All humans do. There’s no avoiding it. Most of the noisome gas is created as a by-product when bacteria in the gut break down food. The rest comes from swallowed air or perhaps carbon dioxide from fizzy drinks.
Speaking of which, a typical daily gas yield would fill a two-litre cola bottle – an experiment most schoolboys will have contemplated at some point.
No human (or other creature with a gut) is exempt. We all produce bubbles of gas. You can try to hold them in, and you might think you’ve succeeded, but the vapours will escape sooner or later. The unspeakable gas may sneak out slowly and stealthily – or might issue forth with an uncontainable pop.
But farts don’t get reabsorbed or go away.
Not all farts are obvious, though, even to the dealer. The main emissions are methane, hydrogen, nitrogen and carbon dioxide, all of which are odourless. That distinctive smell comes from hydrogen sulphide and other sulphurous compounds, which make up just 1% of a typical emission. If you’ve not recently eaten sulphur-heavy foods, your exhaust may be almost odourless.
YOU’LL CATCH A COLD IF YOU GO OUT IN THE RAIN
Call it Jane Austen syndrome or the Dickensian flu: the tragic lover caught in a shower is a familiar cliché of the classic novel.

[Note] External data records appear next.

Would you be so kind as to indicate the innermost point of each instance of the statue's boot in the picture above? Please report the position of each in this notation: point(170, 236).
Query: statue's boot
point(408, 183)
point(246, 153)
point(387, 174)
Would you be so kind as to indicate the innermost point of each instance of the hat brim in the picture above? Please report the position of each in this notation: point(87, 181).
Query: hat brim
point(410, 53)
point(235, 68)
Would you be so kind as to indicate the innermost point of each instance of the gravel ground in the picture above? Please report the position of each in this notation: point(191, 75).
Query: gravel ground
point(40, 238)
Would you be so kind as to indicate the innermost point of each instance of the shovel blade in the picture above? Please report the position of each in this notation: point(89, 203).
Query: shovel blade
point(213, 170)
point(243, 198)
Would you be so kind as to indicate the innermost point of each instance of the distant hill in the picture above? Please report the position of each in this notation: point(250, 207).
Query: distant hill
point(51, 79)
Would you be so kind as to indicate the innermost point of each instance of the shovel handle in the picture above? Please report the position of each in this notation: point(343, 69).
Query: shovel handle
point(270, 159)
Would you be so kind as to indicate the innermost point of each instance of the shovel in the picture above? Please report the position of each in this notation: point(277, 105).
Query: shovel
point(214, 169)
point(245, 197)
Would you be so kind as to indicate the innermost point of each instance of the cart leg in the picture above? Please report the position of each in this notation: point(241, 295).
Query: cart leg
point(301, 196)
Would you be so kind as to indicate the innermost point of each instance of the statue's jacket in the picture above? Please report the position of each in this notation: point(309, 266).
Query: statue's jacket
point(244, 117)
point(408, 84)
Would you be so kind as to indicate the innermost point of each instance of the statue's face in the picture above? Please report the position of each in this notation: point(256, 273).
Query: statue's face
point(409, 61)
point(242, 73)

Soaked to the skin, they’ll either be bedridden for the next 12 chapters or die from the chill.
It might be a melodramatic way of moving the plot forward but the idea of a lengthy illness caused by a drenching is exaggerated. Colds and flu are viral infections. You need to be exposed to someone or something with the virus before you’ll catch it yourself. Raindrops don’t carry the virus. Nor do chilly winds. You can’t catch the flu by being wet or being cold, or going outside with wet hair or running through a rainstorm following an awkward tryst. There is a “however” here, which allows the myth to claw back credibility. Frigid temperatures can’t in themselves give you a cold, but they could hasten its onset if you already harbour the virus. Exposure to cold causes the blood vessels in our extremities to contract. This restricts blood flow to areas affected, which may include the nose and throat. This means fewer immune cells can reach those areas. Cold exposure, then, could reduce the efficiency of an immune response to a virus that’s already in our airways. The evidence remains inconclusive but it’s a persuasive idea. Another factor is that cold or wet weather tends to keep us indoors for longer periods. The warm, confined conditions close to other people and the germs they carry, are perfect for transmitting the virus.